First Nation with Specific Tariff for Small Wind Turbines
Switzerland recently adopted one of the world’s most aggressive systems of feed in tariffs. The Swiss, normally best known for conservative traditions, stodgy bankers, and trains that run on time, have joined a ever increasing list of countries using feed-in tariffs to promote the rapid development of renewable energy.
Not content to start with a timid program incrementally raising the bar year by year, the Swiss federal government this spring launched a full-system of feed-in tariffs differentiated by technology, size, and application. There are tariffs, or payments per kilowatt-hour (kWh), for solar photovoltaics, wind, hydro, geothermal, and biomass.
The Swiss system, like those in Germany, France, and Spain, pays a renewable energy generator for every kWh of electricity generated. The payments are made for periods of 20 to 25 years, depending upon the technology.
The new Swiss tariffs, among the highest in the world, are the first to include a specific tariff for small wind turbines–those under 10 kW–of 0.20 SWF/kWh (~$0.20/kWh) for 20 years.
The states of Michigan, Illinois, Rhode Island, and Minnesota have proposed similar tariffs for small wind turbines, $0.25/kWh, but none of the proposals have yet become law.
Tariffs for large wind turbines use the German system of tariff differentiation by resource intensity. Because of the rugged Swiss terrain, the program’s designers needed to provide tariffs for wind energy that would enable profitable operation in deep valleys as well as on windy mountaintops, while at the same time protecting ratepayers from unnecessary costs.
In the Swiss system, every wind turbine is paid the same price for its electricity during the first five years. After that, production is averaged. The average is then compared with a reference site defined in the law. Depending upon the wind resource, the premium payment of 0.20 SWF/kWh is extended beyond the first five years. After the premium period, the tariff falls to 0.17 SWF/kWh (~$0.17/kWh) for the remainder of the 20 year contract. For the reference site, the premium payment of 0.20 SWF/kWh ($0.20/kWh) is extended for the full 20-year period.
The wind tariffs are among the highest in the world, but less than those requested by Suisse Eole. The trade association calculated that with Swiss terrain, and the high cost of wind turbines, 0.28 SWF/kWh would be necessary for the first five years, and 0.20 SWF/kWh for the post-premium period.
The tariffs for solar PV put Switzerland on a par with Germany and France, though the contract period of 25 years is the longest outside Spain. For rooftop systems of less than 10 kW in size, the tariffs are 0.75 SWF/kWh.
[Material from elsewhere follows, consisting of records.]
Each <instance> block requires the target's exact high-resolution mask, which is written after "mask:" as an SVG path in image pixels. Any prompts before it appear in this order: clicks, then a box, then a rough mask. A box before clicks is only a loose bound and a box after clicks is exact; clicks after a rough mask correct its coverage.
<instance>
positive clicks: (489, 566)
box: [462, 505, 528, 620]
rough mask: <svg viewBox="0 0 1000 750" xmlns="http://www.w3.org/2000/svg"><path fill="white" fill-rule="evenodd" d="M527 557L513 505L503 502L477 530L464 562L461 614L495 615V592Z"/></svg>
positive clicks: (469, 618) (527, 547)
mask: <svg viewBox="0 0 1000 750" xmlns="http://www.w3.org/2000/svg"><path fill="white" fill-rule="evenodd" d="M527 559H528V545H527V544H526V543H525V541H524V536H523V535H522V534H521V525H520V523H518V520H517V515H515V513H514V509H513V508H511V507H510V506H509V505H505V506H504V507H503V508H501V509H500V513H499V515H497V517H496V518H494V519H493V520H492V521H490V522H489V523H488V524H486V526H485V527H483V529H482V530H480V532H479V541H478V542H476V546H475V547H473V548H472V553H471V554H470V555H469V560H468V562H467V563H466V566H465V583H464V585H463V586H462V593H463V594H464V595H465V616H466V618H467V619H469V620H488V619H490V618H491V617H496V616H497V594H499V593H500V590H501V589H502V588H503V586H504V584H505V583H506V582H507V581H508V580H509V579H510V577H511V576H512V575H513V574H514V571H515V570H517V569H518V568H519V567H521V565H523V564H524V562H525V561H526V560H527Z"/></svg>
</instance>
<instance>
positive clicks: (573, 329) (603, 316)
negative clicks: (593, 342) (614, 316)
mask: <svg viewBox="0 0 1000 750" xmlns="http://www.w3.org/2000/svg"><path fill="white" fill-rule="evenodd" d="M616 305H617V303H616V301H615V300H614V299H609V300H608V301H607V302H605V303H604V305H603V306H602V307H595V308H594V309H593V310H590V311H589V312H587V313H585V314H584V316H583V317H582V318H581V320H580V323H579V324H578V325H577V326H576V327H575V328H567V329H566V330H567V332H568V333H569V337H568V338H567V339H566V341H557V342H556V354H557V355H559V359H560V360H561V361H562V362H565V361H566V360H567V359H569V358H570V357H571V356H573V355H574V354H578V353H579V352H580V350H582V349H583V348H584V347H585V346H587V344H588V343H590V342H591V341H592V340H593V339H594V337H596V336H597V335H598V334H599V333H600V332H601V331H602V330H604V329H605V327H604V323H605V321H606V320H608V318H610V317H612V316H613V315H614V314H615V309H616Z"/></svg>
For building integrated solar PV, the tariffs rival those in neighboring France. For building-integrated systems of less than 10 kW in size, the tariffs are 0.90 SWF/kWh ($0.88/kWh).
Currently there are 29 MW of solar PV in the country; 7 MW were installed in 2007.
The Swiss, ever meticulous, avoided disrupting the solar industry while the new law was under lengthy discussions, by grandfathering solar PV installations installed from 2006 through the law’s introduction in April 2008.
Geothermal plants of less than 5 MW in size will receive 0.30 SWF/kWh ($0.30/kWh) for 20 years.
Funds to pay for the tariffs will come from a systems benefits charge of 0.6 SWF/kWh on all electricity consumption, says Reto Rigassi of Suisse Eole, the Swiss wind energy association. This is equivalent to 320 million SWF, or about $310 million, at current exchange rates.
While there is no MW cap on the program, there is a cap on the portion contributed by each technology to the total program. Hydro generation is capped at 50% of the fund, and wind at 30%. However, the wind association’s Rigassi explains that the entire program is capped at 150% of the funds collected.
Most controversial are the limits placed on solar PV. Solar photovoltaics for grid connect systems are capped at 5% of the fund. Swissolar, the Swiss solar trade association, has called on the government to lift the cap, arguing that solar PV could ultimately meet one-third of Swiss electricity supply.
There are currently 1,000 people employed in the Swiss solar industry, and Bank Sarasin suggests that the number could increase if Switzerland developed its home market with more aggressive policies.
The program will be reviewed every five years. The first review may be within three years.
As elsewhere, special provisions are made for data collection from the private generators who participate in the program. The law specifically states that generators must provide data on generation upon the government’s request.
Swiss parliamentarians have been debating a modern renewable energy policy for several years. The country’s renewable energy advocates have watched in frustration as renewable energy boomed in Germany to the north, France to the west, and Italy to the south. Now, with one of the world’s most progressive systems of Advanced Renewable Tariffs, the Swiss are in the game.